À Kinshasa, la vice-ministre des Affaires étrangères, Noëlla Ayeganagato Nakwipone, a échangé avec le directeur régional Afrique de l’UNOPS, Sanjay Mathur. Au cœur des discussions : corridors de développement, projets énergétiques et renforcement de la coopération technique. L’objectif affiché est clair : mobiliser l’expertise internationale pour soutenir des infrastructures structurantes, dont le corridor de Lobito et le projet Inga, piliers de l’intégration économique de la République démocratique du Congo.
La dynamique de coopération entre la République démocratique du Congo et ses partenaires techniques s’est illustrée, lundi 13 avril 2026 à Kinshasa, à l’occasion d’une rencontre entre la vice-ministre des Affaires étrangères, Noëlla Ayeganagato Nakwipone, et le directeur régional pour l’Afrique de l’UNOPS, Sanjay Mathur. Cette réunion a permis d’explorer les perspectives de renforcement de la coopération autour de projets d’infrastructures jugés prioritaires.

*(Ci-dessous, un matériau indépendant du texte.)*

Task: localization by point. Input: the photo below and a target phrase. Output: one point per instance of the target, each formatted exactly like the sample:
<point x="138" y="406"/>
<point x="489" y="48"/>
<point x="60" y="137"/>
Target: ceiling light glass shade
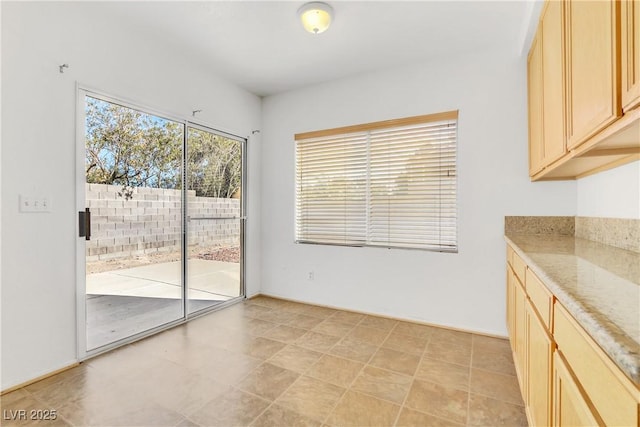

Au centre des échanges, la contribution de l’UNOPS dans le développement d’infrastructures structurantes, considérées comme essentielles à la transformation économique du pays. Les discussions ont notamment porté sur des initiatives d’envergure, telles que le corridor de Lobito, le corridor vert Kivu–Kinshasa et le projet Inga, autant de chantiers stratégiques appelés à renforcer la connectivité régionale, l’accès à l’énergie et la compétitivité de l’économie congolaise.
Selon la communication officielle, ces projets s’inscrivent dans une vision intégrée de développement, visant à relier les zones de production aux marchés, tout en favorisant une croissance durable. Le corridor de Lobito, en particulier, constitue un axe logistique clé pour l’exportation des ressources minières, tandis que le corridor vert Kivu–Kinshasa ambitionne de concilier développement économique et préservation environnementale.
Dans ce cadre, la vice-ministre Noëlla Ayeganagato Nakwipone a salué l’engagement de l’UNOPS, mettant en avant l’importance d’un accompagnement technique et opérationnel dans la mise en œuvre de ces projets complexes. Elle a également annoncé « la tenue prochaine de séances de travail techniques », destinées à approfondir les modalités de collaboration et à identifier les priorités d’intervention.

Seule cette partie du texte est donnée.